Embedding Performance Execution¶
Purpose¶
This branch-local ledger records the executed steps for the batched embedding performance workstream.
Branch¶
The implementation branch for this work is:
feat/batch-embedding-indexing
Planned Phases¶
- Branch bootstrap and execution ledger
- ADR for batched embeddings and tunable runtime controls
- Batched embedding backend implementation
- Same-run payload deduplication in index persistence
- Benchmark script and operator documentation
- Validation, tuning review, and commit preparation
Executed Steps¶
- [x] Created the dedicated implementation branch.
- [x] Added the branch-local execution ledger.
- [x] Added ADR-008 covering batching, same-run payload reuse, and explicit runtime controls.
- [x] Added a batched embedding API and environment-driven runtime settings.
- [x] Updated index persistence to batch recomputed embeddings and reuse identical payload vectors within one flush.
- [x] Added regression tests for batching and same-run payload reuse.
- [x] Added a benchmark script for phase timings and embedding batch metrics.
- [x] Ran the full validation surface:
black --check src scripts tests,ruff check src scripts tests,mypy src scripts tests,pytest -q. - [x] Captured one instrumented full-index benchmark on this repository. The
first sample showed
embed_textsandflush_embedding_rowsdominating wall time, which confirmed the optimization target. - [x] Ran controlled embedding microbenchmarks after the first pass. On this host, constrained Torch threads and larger batches sometimes helped on the synthetic benchmark.

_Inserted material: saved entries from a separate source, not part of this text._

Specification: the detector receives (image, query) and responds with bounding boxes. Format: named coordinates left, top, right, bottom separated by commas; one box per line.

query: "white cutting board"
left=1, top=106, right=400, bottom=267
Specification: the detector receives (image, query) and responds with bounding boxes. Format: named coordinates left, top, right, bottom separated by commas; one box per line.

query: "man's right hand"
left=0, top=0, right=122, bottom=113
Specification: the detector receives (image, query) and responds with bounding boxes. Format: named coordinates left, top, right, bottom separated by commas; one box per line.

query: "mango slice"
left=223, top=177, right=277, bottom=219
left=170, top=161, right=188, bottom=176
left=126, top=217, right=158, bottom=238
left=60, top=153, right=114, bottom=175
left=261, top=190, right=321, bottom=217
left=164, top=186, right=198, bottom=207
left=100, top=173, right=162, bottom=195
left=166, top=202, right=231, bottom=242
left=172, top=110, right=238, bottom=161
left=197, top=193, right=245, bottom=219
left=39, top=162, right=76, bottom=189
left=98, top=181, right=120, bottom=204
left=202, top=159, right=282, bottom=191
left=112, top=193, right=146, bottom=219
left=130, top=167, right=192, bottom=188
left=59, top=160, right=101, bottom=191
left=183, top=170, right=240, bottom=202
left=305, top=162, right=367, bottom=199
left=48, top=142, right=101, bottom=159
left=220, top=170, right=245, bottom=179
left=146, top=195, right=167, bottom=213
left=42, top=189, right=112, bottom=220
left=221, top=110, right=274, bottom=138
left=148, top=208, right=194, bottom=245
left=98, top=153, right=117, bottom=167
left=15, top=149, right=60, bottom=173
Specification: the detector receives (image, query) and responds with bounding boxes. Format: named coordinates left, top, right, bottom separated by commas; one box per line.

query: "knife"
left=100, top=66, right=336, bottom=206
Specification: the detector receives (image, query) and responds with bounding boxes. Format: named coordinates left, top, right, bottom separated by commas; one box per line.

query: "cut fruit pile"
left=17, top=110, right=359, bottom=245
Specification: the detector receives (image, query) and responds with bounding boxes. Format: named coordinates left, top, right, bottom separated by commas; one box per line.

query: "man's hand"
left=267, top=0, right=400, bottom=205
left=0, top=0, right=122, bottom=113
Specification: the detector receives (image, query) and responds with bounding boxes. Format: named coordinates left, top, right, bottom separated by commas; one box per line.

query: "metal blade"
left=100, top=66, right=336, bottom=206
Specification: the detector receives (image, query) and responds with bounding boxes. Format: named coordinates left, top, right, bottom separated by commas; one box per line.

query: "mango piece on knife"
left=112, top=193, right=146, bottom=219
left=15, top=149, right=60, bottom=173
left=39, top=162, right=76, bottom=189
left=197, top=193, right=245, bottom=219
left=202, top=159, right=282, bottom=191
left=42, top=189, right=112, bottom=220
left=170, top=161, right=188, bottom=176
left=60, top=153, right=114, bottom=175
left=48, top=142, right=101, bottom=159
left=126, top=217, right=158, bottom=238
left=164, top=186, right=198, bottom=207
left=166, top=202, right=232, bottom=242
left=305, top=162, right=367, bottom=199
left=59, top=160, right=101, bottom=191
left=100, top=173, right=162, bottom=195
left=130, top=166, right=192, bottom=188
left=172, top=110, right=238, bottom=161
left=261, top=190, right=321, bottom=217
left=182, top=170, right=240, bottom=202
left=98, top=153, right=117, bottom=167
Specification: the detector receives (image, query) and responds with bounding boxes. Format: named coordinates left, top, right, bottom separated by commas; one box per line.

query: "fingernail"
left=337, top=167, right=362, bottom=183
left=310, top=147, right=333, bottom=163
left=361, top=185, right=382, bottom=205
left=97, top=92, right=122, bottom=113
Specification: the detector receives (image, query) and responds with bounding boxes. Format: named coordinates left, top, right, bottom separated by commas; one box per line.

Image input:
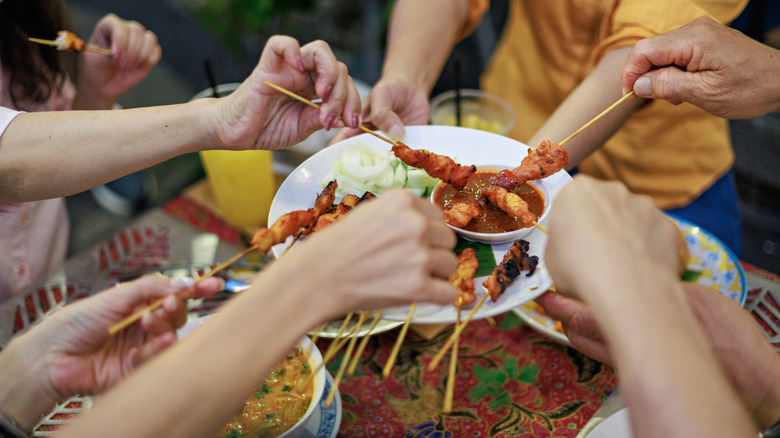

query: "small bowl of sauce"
left=431, top=167, right=550, bottom=244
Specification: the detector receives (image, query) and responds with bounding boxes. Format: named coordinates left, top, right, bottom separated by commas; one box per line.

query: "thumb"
left=371, top=105, right=406, bottom=141
left=633, top=67, right=697, bottom=105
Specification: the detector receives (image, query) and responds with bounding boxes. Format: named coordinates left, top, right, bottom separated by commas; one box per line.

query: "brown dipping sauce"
left=434, top=170, right=545, bottom=233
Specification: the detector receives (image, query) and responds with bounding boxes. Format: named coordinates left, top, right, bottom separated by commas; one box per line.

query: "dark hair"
left=0, top=0, right=70, bottom=107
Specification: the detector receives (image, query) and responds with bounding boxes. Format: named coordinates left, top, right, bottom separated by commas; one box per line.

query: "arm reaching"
left=544, top=176, right=756, bottom=437
left=621, top=16, right=780, bottom=119
left=0, top=36, right=361, bottom=203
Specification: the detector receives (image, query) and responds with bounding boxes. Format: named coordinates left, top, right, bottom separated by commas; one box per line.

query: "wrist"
left=0, top=335, right=60, bottom=432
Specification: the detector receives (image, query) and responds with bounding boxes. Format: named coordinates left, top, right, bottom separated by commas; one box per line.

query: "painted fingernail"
left=634, top=76, right=653, bottom=97
left=120, top=58, right=129, bottom=70
left=297, top=56, right=305, bottom=72
left=352, top=113, right=361, bottom=129
left=325, top=113, right=337, bottom=131
left=322, top=85, right=333, bottom=102
left=169, top=277, right=195, bottom=288
left=388, top=123, right=404, bottom=141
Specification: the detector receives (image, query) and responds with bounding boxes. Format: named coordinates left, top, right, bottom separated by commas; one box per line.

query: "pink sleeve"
left=0, top=106, right=23, bottom=138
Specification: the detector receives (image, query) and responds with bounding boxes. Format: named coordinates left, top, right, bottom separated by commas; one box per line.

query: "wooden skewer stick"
left=325, top=312, right=368, bottom=407
left=306, top=323, right=327, bottom=356
left=443, top=306, right=462, bottom=413
left=382, top=302, right=417, bottom=379
left=263, top=81, right=397, bottom=147
left=107, top=244, right=259, bottom=335
left=558, top=91, right=635, bottom=147
left=320, top=313, right=354, bottom=363
left=28, top=37, right=113, bottom=56
left=428, top=292, right=490, bottom=370
left=347, top=309, right=383, bottom=375
left=532, top=221, right=549, bottom=234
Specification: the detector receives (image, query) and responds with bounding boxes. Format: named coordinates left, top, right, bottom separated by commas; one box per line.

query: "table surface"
left=3, top=180, right=778, bottom=438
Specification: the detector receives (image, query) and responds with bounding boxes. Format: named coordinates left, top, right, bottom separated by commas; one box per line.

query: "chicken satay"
left=250, top=209, right=316, bottom=253
left=483, top=186, right=537, bottom=228
left=359, top=191, right=377, bottom=202
left=449, top=248, right=479, bottom=306
left=482, top=239, right=538, bottom=301
left=392, top=142, right=476, bottom=190
left=314, top=194, right=360, bottom=232
left=443, top=202, right=482, bottom=228
left=55, top=30, right=85, bottom=52
left=298, top=180, right=338, bottom=237
left=492, top=140, right=568, bottom=190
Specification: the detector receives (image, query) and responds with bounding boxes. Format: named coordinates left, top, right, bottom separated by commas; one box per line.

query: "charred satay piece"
left=359, top=191, right=377, bottom=202
left=443, top=202, right=481, bottom=228
left=483, top=239, right=538, bottom=301
left=449, top=248, right=479, bottom=306
left=392, top=141, right=476, bottom=190
left=250, top=209, right=316, bottom=253
left=492, top=140, right=568, bottom=190
left=483, top=186, right=537, bottom=228
left=314, top=194, right=360, bottom=232
left=298, top=180, right=338, bottom=237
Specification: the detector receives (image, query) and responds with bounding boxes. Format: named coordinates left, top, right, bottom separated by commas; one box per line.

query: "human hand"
left=545, top=176, right=680, bottom=305
left=329, top=75, right=431, bottom=144
left=621, top=16, right=780, bottom=119
left=24, top=275, right=223, bottom=400
left=273, top=189, right=458, bottom=319
left=212, top=36, right=361, bottom=152
left=74, top=14, right=161, bottom=109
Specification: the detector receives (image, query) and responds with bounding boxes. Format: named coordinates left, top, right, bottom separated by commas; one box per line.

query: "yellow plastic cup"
left=192, top=83, right=274, bottom=230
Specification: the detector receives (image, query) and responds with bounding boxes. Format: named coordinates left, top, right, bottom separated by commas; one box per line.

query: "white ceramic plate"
left=587, top=408, right=632, bottom=438
left=268, top=125, right=572, bottom=324
left=514, top=214, right=747, bottom=343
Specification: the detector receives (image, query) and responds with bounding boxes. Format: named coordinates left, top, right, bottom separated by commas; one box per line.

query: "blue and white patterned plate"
left=302, top=371, right=341, bottom=438
left=514, top=214, right=747, bottom=343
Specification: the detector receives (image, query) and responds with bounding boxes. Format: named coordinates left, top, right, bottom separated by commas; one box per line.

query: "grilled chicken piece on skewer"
left=483, top=239, right=538, bottom=301
left=483, top=187, right=537, bottom=228
left=314, top=194, right=360, bottom=232
left=55, top=30, right=86, bottom=52
left=250, top=209, right=316, bottom=253
left=449, top=248, right=479, bottom=305
left=298, top=180, right=338, bottom=237
left=392, top=141, right=476, bottom=190
left=443, top=202, right=482, bottom=228
left=492, top=140, right=568, bottom=190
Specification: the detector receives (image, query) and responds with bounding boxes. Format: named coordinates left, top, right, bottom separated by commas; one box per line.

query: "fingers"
left=93, top=14, right=161, bottom=71
left=299, top=40, right=362, bottom=130
left=367, top=87, right=407, bottom=140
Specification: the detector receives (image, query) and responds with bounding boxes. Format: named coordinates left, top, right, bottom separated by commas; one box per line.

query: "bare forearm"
left=529, top=47, right=644, bottom=168
left=0, top=335, right=60, bottom=432
left=588, top=273, right=756, bottom=437
left=382, top=0, right=470, bottom=93
left=0, top=98, right=218, bottom=203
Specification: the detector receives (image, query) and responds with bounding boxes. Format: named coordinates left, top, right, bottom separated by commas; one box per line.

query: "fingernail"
left=324, top=113, right=336, bottom=131
left=296, top=56, right=305, bottom=72
left=120, top=58, right=129, bottom=70
left=322, top=85, right=333, bottom=102
left=352, top=113, right=360, bottom=129
left=634, top=76, right=653, bottom=97
left=169, top=277, right=195, bottom=288
left=388, top=123, right=404, bottom=141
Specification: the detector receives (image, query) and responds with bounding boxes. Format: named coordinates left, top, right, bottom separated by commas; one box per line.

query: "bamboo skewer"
left=263, top=81, right=398, bottom=147
left=28, top=37, right=113, bottom=56
left=558, top=91, right=635, bottom=147
left=107, top=244, right=259, bottom=335
left=325, top=312, right=368, bottom=407
left=428, top=292, right=490, bottom=370
left=382, top=302, right=417, bottom=379
left=348, top=309, right=383, bottom=375
left=443, top=306, right=462, bottom=413
left=532, top=221, right=549, bottom=234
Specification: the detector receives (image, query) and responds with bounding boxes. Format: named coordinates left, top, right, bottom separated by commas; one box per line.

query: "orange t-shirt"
left=465, top=0, right=747, bottom=209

- [x] Kept runtime tuning operator-controlled after follow-up end-to-end measurements proved too noisy to justify hardcoded thread defaults in this branch.
- [x] Recovered the historical large-repository baseline for
Personalia/Progetti/Software/texlive-2026-sourceundercodira 1.4.0. The timedcodira index --fullrun started at21:30:18on 02/04/2026 and ended at05:31:21on 03/04/2026, for a total wall time of8h01m03s, with:Indexed: 7933,Reused: 0,Deleted: 0,Failed: 0,Embeddings recomputed: 43732,Embeddings reused: 0,Coverage issues: 0. - [x] Captured a large-repository full-index benchmark on
Personalia/Progetti/Software/texlive-2026-sourceafter the 1.7.x performance and audit-policy updates. On 03/04/2026 the commandcodira index --fullran from17:27:36to17:40:21, for a total wall time of12m45s, with:Indexed: 7933,Reused: 0,Deleted: 0,Failed: 0,Embeddings recomputed: 43732,Embeddings reused: 0,Coverage issues: 0. - [x] Recorded an apples-to-apples before/after comparison for the same large
repository and the same full-index workload:
8h01m03soncodira 1.4.0versus12m45son the current 1.7.x line, which is roughly a37.7xspeedup by wall clock. - [x] Captured a local runtime-tuning baseline on 20/04/2026 for the
codirarepository onveronawith 12 CPU cores and 48 GB RAM. With all Codira tuning variables unset, the effective baseline was:CODIRA_EMBED_BATCH_SIZE=32,CODIRA_EMBED_DEVICE=cpu,CODIRA_TORCH_NUM_THREADSunset,CODIRA_TORCH_NUM_INTEROP_THREADSunset,torch.get_num_threads()=6, andtorch.get_num_interop_threads()=6. - [x] Ran release Hyperfine benchmarks on the same host and repository with three tuning profiles:
| Profile | codira index --full |
codira ctx --json |
codira audit --json |
|---|---|---|---|
threads=6, interop=1, batch=32 |
31.158s +/- 0.354s |
6.923s +/- 0.172s |
200.6ms +/- 3.1ms |
threads=8, interop=1, batch=64 |
32.499s +/- 0.291s |
6.924s +/- 0.166s |
198.9ms +/- 0.8ms |
threads=10, interop=1, batch=128 |
29.451s +/- 0.152s |
6.666s +/- 0.099s |
196.7ms +/- 6.2ms |
A direct Hyperfine check with .codira removed before each run measured
threads=8, interop=1, batch=64 at 32.123s +/- 0.256s for
codira index --full, confirming that the release benchmark helper did not
materially distort the indexing measurement.
* [x] Recorded the current operator recommendation for this host and repository:
use CODIRA_TORCH_NUM_THREADS=10,
CODIRA_TORCH_NUM_INTEROP_THREADS=1, and
CODIRA_EMBED_BATCH_SIZE=128 for fastest measured full indexing. This is a
local operational baseline, not a universal default; rerun the same Hyperfine
profile matrix after significant changes to analyzers, embedding payloads,
storage, or repository size.
* [x] Create the final branch commit.